Timeline of evidence:
August 22: Coinbase announced that its Prime service will become the primary custodian of ENA tokens for Ethena Labs and Foundation.
August 23: The Coinbase Prime custodian address received more than 3 billion ENA tokens, which exceeded the total circulation of ENA at the time according to Ethena's vesting plan. There is reason to believe that this is the Coinbase Prime custodian address for ENA tokens locked by the Ethena Labs core team and the Ethena Foundation.
October 3rd: When SENA staking launched via the S2 airdrop, the Coinbase Prime Custody address distributed 180 million ENA tokens to six wallets:
· Day 1: 2 transfers (30m and 35m ENA)
· Next days: 4 transfers (35m, 30m, 25m, 25m ENA)
The Ethena sats leaderboard shows:
These SENA can earn not only Sats, but also Ethereal Points (the DEX in partnership with Ethena will be launched in late 2024). The chart below shows that the Ethena team’s SENA has currently accumulated 20% of the total Ethereal points.
This is not the first time these suspicious addresses have raised questions. This was the most voted-on question in Ethena’s first community call, but the Ethena team chose to ignore it completely, which speaks volumes about the team’s moral character and attitude.
The Ethena team’s ethics have always been questionable, having previously changed vesting rules at will.

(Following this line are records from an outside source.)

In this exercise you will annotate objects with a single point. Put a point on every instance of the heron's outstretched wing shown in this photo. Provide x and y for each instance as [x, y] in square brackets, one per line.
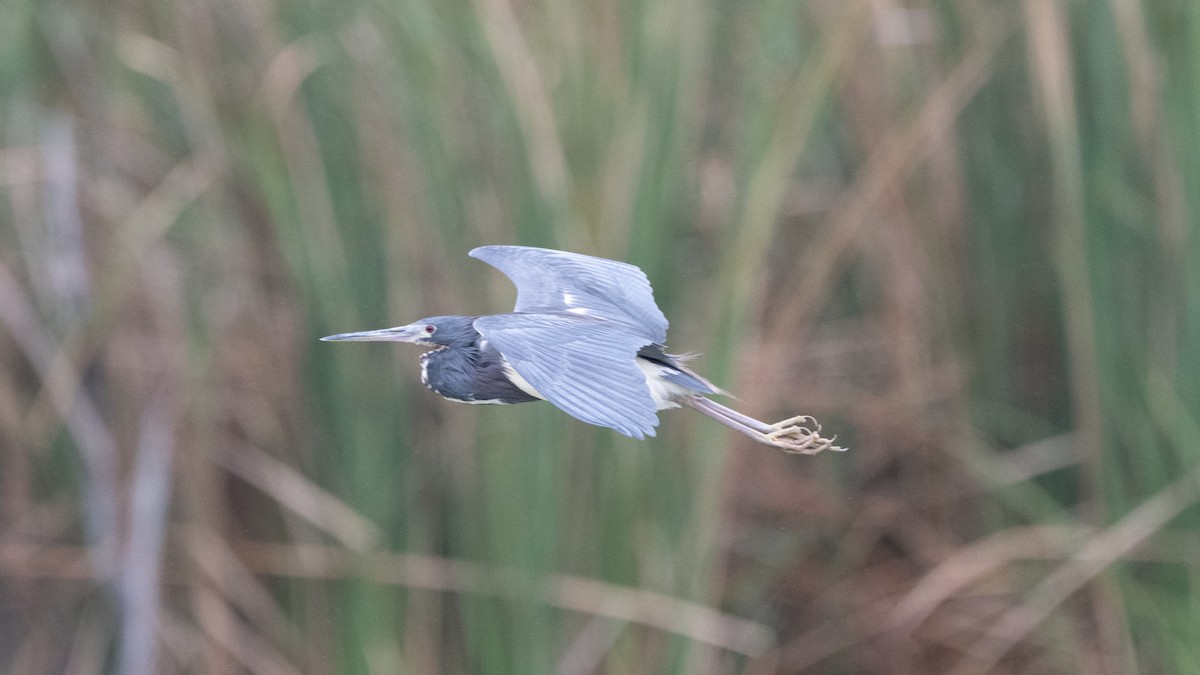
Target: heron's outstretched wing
[583, 365]
[558, 281]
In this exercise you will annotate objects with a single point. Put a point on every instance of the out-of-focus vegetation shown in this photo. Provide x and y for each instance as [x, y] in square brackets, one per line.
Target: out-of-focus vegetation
[960, 233]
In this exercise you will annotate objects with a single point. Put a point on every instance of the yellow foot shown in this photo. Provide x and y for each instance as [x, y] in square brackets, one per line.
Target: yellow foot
[799, 436]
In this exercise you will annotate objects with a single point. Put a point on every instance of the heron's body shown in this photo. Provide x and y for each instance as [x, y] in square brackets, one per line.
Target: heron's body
[585, 335]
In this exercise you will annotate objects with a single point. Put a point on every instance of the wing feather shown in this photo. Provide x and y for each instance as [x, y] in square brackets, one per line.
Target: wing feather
[557, 281]
[583, 365]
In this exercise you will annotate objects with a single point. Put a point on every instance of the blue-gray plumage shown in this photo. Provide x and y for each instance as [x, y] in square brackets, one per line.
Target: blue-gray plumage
[585, 335]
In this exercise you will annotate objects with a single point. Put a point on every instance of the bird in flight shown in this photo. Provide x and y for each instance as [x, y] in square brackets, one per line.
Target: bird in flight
[585, 335]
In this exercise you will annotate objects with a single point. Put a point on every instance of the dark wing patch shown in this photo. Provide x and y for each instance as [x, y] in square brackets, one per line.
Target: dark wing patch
[586, 366]
[557, 281]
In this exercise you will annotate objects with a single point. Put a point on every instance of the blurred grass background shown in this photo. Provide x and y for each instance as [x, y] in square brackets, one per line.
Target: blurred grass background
[959, 232]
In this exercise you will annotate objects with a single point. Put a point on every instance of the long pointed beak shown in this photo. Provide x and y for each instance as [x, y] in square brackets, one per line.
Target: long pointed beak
[411, 333]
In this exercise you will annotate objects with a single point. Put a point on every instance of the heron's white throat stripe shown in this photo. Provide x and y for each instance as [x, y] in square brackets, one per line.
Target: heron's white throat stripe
[521, 382]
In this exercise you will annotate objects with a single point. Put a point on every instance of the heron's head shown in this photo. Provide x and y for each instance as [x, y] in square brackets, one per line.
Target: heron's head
[435, 330]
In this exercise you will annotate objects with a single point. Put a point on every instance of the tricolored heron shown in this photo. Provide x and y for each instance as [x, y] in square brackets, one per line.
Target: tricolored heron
[585, 335]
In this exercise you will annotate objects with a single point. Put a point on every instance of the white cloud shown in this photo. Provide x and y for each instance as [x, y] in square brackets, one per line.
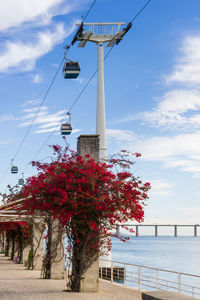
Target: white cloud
[179, 151]
[160, 188]
[187, 66]
[45, 120]
[190, 211]
[4, 142]
[120, 135]
[23, 55]
[5, 118]
[14, 13]
[37, 78]
[176, 108]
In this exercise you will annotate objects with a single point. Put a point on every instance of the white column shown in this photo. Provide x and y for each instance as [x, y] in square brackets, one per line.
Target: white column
[101, 118]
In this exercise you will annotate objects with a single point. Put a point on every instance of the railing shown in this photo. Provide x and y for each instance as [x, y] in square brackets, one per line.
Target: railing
[147, 278]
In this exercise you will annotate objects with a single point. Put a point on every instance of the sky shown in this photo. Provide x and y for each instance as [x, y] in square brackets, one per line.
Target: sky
[152, 92]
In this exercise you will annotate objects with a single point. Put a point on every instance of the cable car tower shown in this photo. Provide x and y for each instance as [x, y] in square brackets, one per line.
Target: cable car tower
[100, 33]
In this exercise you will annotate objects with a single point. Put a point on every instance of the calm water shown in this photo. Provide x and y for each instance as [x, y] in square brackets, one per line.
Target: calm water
[180, 254]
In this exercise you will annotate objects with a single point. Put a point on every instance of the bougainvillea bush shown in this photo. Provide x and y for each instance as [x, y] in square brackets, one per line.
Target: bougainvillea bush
[87, 197]
[18, 231]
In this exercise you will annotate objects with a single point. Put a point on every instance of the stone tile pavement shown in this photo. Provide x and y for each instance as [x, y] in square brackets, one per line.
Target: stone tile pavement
[16, 283]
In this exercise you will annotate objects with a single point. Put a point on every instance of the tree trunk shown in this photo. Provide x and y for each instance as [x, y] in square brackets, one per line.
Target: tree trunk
[7, 245]
[76, 268]
[48, 259]
[13, 245]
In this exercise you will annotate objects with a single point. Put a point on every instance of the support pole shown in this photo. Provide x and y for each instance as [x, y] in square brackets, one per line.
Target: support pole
[117, 230]
[195, 230]
[101, 116]
[175, 230]
[156, 230]
[89, 144]
[136, 230]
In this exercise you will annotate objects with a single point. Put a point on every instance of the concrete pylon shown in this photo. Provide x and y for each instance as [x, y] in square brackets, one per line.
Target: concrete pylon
[89, 144]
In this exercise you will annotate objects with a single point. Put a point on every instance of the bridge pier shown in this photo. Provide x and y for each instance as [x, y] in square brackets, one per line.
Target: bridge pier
[156, 230]
[195, 230]
[117, 230]
[136, 230]
[175, 230]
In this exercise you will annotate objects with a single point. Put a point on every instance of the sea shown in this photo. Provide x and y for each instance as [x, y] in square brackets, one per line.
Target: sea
[179, 254]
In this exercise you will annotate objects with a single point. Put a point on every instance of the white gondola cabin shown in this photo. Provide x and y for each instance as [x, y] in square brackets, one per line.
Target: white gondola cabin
[71, 70]
[14, 169]
[21, 181]
[66, 128]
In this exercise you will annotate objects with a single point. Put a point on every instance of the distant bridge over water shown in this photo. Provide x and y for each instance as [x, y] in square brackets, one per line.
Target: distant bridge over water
[156, 226]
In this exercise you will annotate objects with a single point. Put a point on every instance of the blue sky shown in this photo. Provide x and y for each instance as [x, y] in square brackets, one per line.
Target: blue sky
[151, 87]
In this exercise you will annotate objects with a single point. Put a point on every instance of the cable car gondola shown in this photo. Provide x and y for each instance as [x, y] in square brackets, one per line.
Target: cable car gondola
[21, 180]
[71, 69]
[66, 128]
[14, 169]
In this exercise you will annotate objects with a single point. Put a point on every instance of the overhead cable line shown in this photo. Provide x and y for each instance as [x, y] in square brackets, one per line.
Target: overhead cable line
[47, 92]
[140, 11]
[86, 85]
[88, 82]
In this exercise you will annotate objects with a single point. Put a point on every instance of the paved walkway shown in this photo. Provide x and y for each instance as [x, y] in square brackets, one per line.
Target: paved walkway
[16, 283]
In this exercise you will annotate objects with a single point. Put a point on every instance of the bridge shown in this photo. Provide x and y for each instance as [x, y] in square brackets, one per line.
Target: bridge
[156, 226]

Users who participated in S1 mining may remember that the Ethena team forced them to stake 50% of their vested tokens halfway through the vesting schedule. Users who participated in S2 mining suffered losses due to a 30-day average USDe holding rule that was implemented at the last minute. S2 YT holders almost suffered huge losses when they were about to be subject to the same average holding rule.
As a CeDeFi project, it is largely a black box in nature. Users have no choice but to believe the numbers released by the Ethena team. No one really knows how much revenue and staking income Ethena has earned from its $2.6 billion user fund, or whether all of it has gone to SUSDe holders. While it is critical for a protocol like Ethena to establish solid trust with users, the team's past performance has run counter to this philosophy.